Magistrate Hudson said there were listening devices in Mr Savage’s home, and on his mobile and landlines, but there were issues with “quantity and quality” of the recordings captured on those devices.
The batteries sometimes failed. Mr Savage often mumbled to himself in an incoherent way. Police were also struggling to keep up with a backlog of tapes that had never been listened to.
But Magistrate Hudson also noted that Jubelin had never asked for a warrant to use his own mobile phone as a surveillance device, to circumvent those problems.
He had simply decided which conversations to record, and recorded them.
He said the Surveillance Device Act was designed to safeguard one of the “important aspects of individual freedom” in Australia, which is the right to privacy.
He said Australian citizens should not fear “that every word that they speak may be repeated and recorded and later repeated to the entire world.”
He noted that Mr Savage “at no stage ever consented to being recorded.”
Jubelin was permitted to be in court for the verdict, as was his barrister, Ms Margaret Cunneen SC.
Prosecutor Phil Hogan was asked to sit in another room, to watch proceedings via video link.
Mr Savage became a person of interest after the investigation in 2017.
Detectives focused for several years on a local washing machine repairman, Bill Spedding, who is now suing NSW Police, saying his life was destroyed and his business ruined, when he became a suspect in the case.
The recordings with Mr Savage were made on 3 November 2017; on 2 and 3 May 2018; and on 28 December 2018.
Jubelin maintained that he made the recordings to protect his “lawful interests.”
“I wanted my side of the conversations recorded,” he said.
Magistrate Hudson said detectives often disagreed over whether Mr Savage was the right target.
He said some of the other detectives on the case were aware that the recordings were being made.
Magistrate Hudson said there were “pressures and tensions” among detectives, “and they weren’t necessarily getting anywhere” in the investigation, which is ongoing.
William has never been found.
Magistrate Hudson said “the primary purpose of the Surveillance Devices Act” was to provide a framework for the lawful invasion of a person’s privacy, by police, in the course of a criminal investigation.
Mr Savage has never been charged with the crime, and vehemently denies wrongdoing.

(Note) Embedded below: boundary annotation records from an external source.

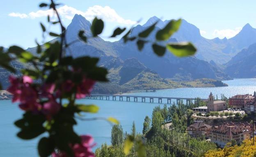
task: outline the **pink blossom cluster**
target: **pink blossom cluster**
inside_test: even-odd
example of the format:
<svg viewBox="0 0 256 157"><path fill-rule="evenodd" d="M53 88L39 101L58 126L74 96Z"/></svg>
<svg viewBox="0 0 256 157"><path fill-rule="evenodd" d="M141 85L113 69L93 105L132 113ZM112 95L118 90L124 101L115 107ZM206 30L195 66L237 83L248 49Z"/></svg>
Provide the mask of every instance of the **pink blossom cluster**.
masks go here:
<svg viewBox="0 0 256 157"><path fill-rule="evenodd" d="M62 84L62 87L65 92L70 91L75 87L76 90L75 98L82 99L90 94L94 84L95 81L84 76L80 84L75 86L71 80L68 80Z"/></svg>
<svg viewBox="0 0 256 157"><path fill-rule="evenodd" d="M13 95L13 102L20 102L19 106L22 110L41 112L50 119L60 110L61 106L56 99L63 93L75 89L76 98L82 98L90 94L95 84L94 80L84 76L78 85L69 80L62 83L60 89L55 90L55 84L53 83L45 84L37 89L33 86L33 79L28 76L24 75L21 78L11 76L9 80L11 85L7 91ZM56 91L55 93L55 91ZM40 104L41 98L46 98L48 101Z"/></svg>
<svg viewBox="0 0 256 157"><path fill-rule="evenodd" d="M71 146L74 153L74 157L95 157L91 150L91 148L95 145L95 144L93 144L93 137L89 135L85 135L81 136L81 144L75 144ZM53 157L71 157L61 152L53 153L52 156Z"/></svg>
<svg viewBox="0 0 256 157"><path fill-rule="evenodd" d="M37 111L41 109L41 106L37 101L38 93L32 86L33 79L25 75L21 78L10 76L9 81L11 86L7 91L13 95L13 102L20 102L19 106L25 111Z"/></svg>
<svg viewBox="0 0 256 157"><path fill-rule="evenodd" d="M37 90L33 86L33 79L28 76L24 75L21 78L11 76L9 81L11 85L7 90L13 95L13 102L20 102L19 106L22 110L37 113L41 112L50 116L60 109L60 105L56 101L53 94L54 84L46 84L41 89ZM46 97L48 101L42 105L39 97Z"/></svg>

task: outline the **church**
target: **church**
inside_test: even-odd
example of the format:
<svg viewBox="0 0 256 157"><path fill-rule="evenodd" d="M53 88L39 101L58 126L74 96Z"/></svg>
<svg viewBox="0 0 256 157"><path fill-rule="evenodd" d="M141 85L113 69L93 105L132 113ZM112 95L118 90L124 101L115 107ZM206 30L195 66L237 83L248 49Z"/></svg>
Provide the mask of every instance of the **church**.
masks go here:
<svg viewBox="0 0 256 157"><path fill-rule="evenodd" d="M226 110L227 108L226 102L222 100L214 101L214 98L212 92L208 98L207 111L219 111Z"/></svg>

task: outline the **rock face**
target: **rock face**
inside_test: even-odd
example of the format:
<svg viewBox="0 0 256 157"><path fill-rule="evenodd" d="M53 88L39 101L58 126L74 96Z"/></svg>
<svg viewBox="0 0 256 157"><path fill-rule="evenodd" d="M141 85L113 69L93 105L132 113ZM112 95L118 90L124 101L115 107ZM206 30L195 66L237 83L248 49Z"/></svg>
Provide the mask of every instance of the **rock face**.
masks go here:
<svg viewBox="0 0 256 157"><path fill-rule="evenodd" d="M226 64L225 71L235 78L256 77L256 44L243 49Z"/></svg>
<svg viewBox="0 0 256 157"><path fill-rule="evenodd" d="M156 17L153 17L144 25L135 27L130 35L138 33L157 20L159 21L158 27L148 37L149 39L153 39L156 31L164 27L169 20L162 21ZM84 31L86 35L90 35L90 27L89 21L81 15L75 15L67 28L67 43L78 39L78 34L80 30ZM164 57L160 57L154 54L149 44L146 44L140 52L137 50L134 42L124 44L121 40L111 42L104 41L99 37L89 39L87 43L80 41L75 42L70 46L70 51L67 52L67 54L75 57L81 55L100 57L99 65L104 66L110 70L111 72L110 78L112 78L111 80L114 84L118 85L127 84L135 78L139 80L143 77L137 76L142 72L145 75L141 75L141 76L146 75L147 78L152 79L160 78L164 79L162 80L164 81L166 78L172 78L173 80L177 81L191 81L201 78L230 79L229 76L221 72L218 66L211 65L207 61L198 58L207 58L205 60L208 61L213 60L217 64L219 62L215 62L216 58L220 60L225 60L226 56L222 56L224 53L218 53L219 50L216 51L213 47L215 49L218 47L218 42L221 43L219 44L224 44L225 42L227 42L226 39L213 40L205 39L201 36L198 28L185 20L182 20L181 29L168 42L190 41L194 43L198 49L196 56L178 58L167 51ZM58 40L57 38L56 38L52 42ZM27 51L35 53L36 48L29 48ZM17 64L16 66L17 68L22 68L20 65ZM0 75L2 72L0 70ZM115 73L118 73L118 75ZM7 75L3 73L2 77L4 80L7 80ZM135 82L134 80L134 81Z"/></svg>
<svg viewBox="0 0 256 157"><path fill-rule="evenodd" d="M158 18L153 17L145 24L135 27L133 29L131 36L135 33L137 34L157 20L159 20L157 25L159 27L148 37L149 39L153 39L156 31L163 27L169 21L162 21ZM199 29L195 26L185 20L183 20L182 23L180 31L174 35L178 40L197 41L201 38ZM67 27L67 39L70 42L78 39L77 33L81 30L83 30L87 34L89 35L90 27L90 22L84 17L80 15L75 15L71 24ZM171 38L169 42L177 42L177 40ZM142 52L140 52L137 50L134 42L124 44L123 40L120 40L110 42L98 37L89 40L88 43L85 44L82 42L76 43L71 46L70 49L74 57L88 55L100 57L101 64L107 62L110 58L112 58L112 57L122 60L131 58L137 58L145 66L155 71L163 78L173 77L178 74L180 76L186 77L188 80L203 77L225 78L225 76L219 77L219 76L215 73L215 70L207 62L199 60L194 57L178 59L178 58L169 52L167 53L164 57L159 57L154 54L151 46L148 44L146 44ZM107 66L110 66L110 65ZM191 76L191 77L188 77L188 75Z"/></svg>

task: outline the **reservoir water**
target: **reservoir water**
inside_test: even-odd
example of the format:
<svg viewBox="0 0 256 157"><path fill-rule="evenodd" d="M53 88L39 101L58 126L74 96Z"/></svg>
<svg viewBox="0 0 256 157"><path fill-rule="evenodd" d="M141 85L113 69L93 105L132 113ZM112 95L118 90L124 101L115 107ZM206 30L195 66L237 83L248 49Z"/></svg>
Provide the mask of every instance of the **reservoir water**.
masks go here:
<svg viewBox="0 0 256 157"><path fill-rule="evenodd" d="M126 95L158 96L162 97L207 98L210 93L217 95L224 94L228 98L236 94L253 94L256 90L256 79L235 79L224 81L229 86L210 88L190 88L158 90L156 92L131 93ZM125 100L124 99L124 100ZM146 115L151 117L153 108L157 103L112 101L84 99L78 101L79 103L94 104L100 108L95 114L87 114L86 117L113 117L120 122L124 131L130 132L133 121L135 123L136 130L141 132ZM163 104L160 104L163 105ZM26 141L18 138L16 134L18 129L13 122L21 117L23 112L16 104L10 100L0 101L0 157L38 157L36 146L39 138ZM81 121L78 120L78 126L75 129L80 134L89 134L94 138L97 146L110 144L112 126L102 120ZM46 135L42 135L43 136Z"/></svg>

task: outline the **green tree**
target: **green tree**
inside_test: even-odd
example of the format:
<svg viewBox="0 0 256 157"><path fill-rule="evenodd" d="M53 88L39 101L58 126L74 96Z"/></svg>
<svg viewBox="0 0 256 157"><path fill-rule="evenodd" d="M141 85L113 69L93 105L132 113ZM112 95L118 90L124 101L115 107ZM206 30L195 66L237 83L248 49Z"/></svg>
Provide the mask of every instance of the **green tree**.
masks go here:
<svg viewBox="0 0 256 157"><path fill-rule="evenodd" d="M143 130L142 130L143 134L145 134L150 129L151 123L151 119L149 116L146 116L144 119L144 123L143 123Z"/></svg>
<svg viewBox="0 0 256 157"><path fill-rule="evenodd" d="M216 117L219 117L219 112L218 112L218 111L214 111L213 113L214 113L214 116L215 116Z"/></svg>
<svg viewBox="0 0 256 157"><path fill-rule="evenodd" d="M237 142L236 142L236 141L235 139L232 139L231 140L231 146L233 146L235 145L237 145Z"/></svg>
<svg viewBox="0 0 256 157"><path fill-rule="evenodd" d="M159 134L161 132L163 122L164 119L159 112L154 113L152 117L152 129L154 134Z"/></svg>
<svg viewBox="0 0 256 157"><path fill-rule="evenodd" d="M225 112L224 113L224 115L225 115L226 117L227 117L229 115L229 113L228 112Z"/></svg>
<svg viewBox="0 0 256 157"><path fill-rule="evenodd" d="M209 113L210 115L211 116L211 117L213 117L213 116L214 116L214 112L213 111L210 111L210 112Z"/></svg>
<svg viewBox="0 0 256 157"><path fill-rule="evenodd" d="M164 108L162 109L162 117L164 118L165 119L165 122L167 122L168 121L168 108L167 107L167 105L166 104L165 104L164 105Z"/></svg>
<svg viewBox="0 0 256 157"><path fill-rule="evenodd" d="M114 125L111 130L111 144L113 146L121 144L123 141L123 132L121 125Z"/></svg>

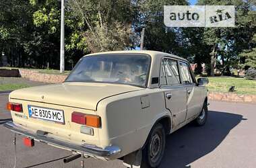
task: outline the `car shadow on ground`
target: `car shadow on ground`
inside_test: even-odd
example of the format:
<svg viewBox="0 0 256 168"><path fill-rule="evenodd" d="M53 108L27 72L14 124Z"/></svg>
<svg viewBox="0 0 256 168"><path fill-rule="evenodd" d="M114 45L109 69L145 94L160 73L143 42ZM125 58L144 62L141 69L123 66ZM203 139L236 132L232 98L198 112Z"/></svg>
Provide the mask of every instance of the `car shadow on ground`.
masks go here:
<svg viewBox="0 0 256 168"><path fill-rule="evenodd" d="M209 111L205 126L191 123L166 137L160 167L190 167L191 163L214 151L242 120L241 115Z"/></svg>

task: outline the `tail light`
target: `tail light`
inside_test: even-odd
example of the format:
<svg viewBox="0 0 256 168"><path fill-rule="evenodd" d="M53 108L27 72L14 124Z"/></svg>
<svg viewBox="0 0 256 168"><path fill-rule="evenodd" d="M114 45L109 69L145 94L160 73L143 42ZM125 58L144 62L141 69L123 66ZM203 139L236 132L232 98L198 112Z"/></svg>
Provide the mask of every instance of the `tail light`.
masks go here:
<svg viewBox="0 0 256 168"><path fill-rule="evenodd" d="M8 110L14 111L16 112L22 112L23 111L22 104L20 104L20 103L13 103L8 102L6 104L6 108Z"/></svg>
<svg viewBox="0 0 256 168"><path fill-rule="evenodd" d="M73 112L71 121L79 124L99 128L100 126L100 117L94 115L88 115L79 112Z"/></svg>

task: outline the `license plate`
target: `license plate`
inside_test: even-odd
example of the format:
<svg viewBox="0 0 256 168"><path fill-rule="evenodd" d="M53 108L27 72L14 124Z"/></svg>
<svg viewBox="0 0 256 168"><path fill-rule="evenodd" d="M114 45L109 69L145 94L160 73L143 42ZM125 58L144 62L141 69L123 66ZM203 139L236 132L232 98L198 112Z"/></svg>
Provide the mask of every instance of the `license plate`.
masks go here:
<svg viewBox="0 0 256 168"><path fill-rule="evenodd" d="M63 110L28 106L30 118L42 119L48 121L64 124L64 113Z"/></svg>

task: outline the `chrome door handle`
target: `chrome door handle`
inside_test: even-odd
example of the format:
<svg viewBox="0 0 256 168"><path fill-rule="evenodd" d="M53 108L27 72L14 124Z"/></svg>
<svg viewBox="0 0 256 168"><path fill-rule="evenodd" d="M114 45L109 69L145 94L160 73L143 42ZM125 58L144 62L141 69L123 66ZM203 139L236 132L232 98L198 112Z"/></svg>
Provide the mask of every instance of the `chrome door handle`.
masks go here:
<svg viewBox="0 0 256 168"><path fill-rule="evenodd" d="M165 96L166 96L167 99L170 99L170 98L172 98L172 93L166 93Z"/></svg>

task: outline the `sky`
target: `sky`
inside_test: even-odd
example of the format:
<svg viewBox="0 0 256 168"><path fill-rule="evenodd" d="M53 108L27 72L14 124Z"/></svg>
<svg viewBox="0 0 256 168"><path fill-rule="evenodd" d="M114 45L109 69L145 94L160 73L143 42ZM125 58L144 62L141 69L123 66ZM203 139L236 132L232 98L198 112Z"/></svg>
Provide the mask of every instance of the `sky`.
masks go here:
<svg viewBox="0 0 256 168"><path fill-rule="evenodd" d="M189 0L190 5L194 5L197 2L197 0Z"/></svg>

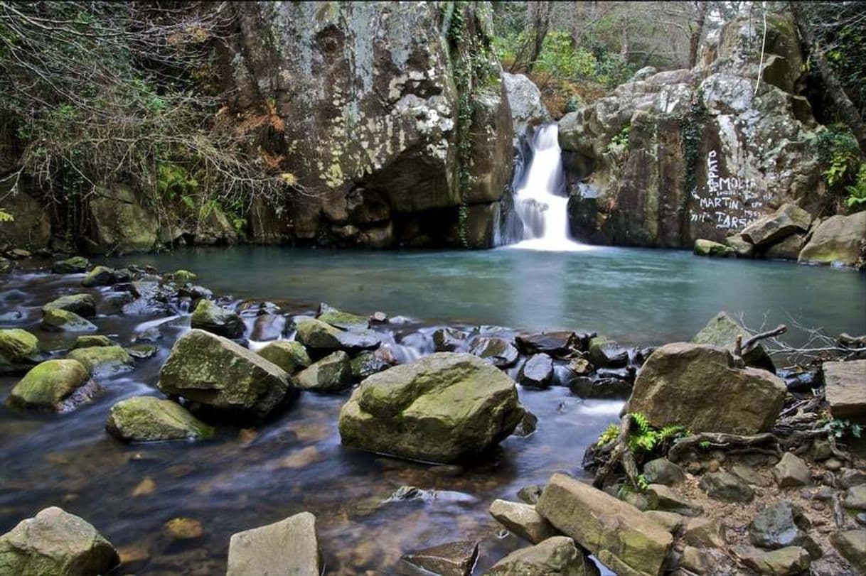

While he was under surveillance for some time, he is no longer believed to be a “person of interest” in the case.
Mr Jubelin’s family members greeted him outside the court, but only at a distance. They could not embrace, because of COVID-19 concerns.
He wore his familiar black suit, white shirt and tie. In a remarkable display of self-control, he sat for almost two hours, without changing his neutral expression.
Mr Jubelin will be sentenced at 9am on Wednesday. He expressed his disappointment outside the court, but added: “Having brought people before the court for 34 years, I have to respect the process.”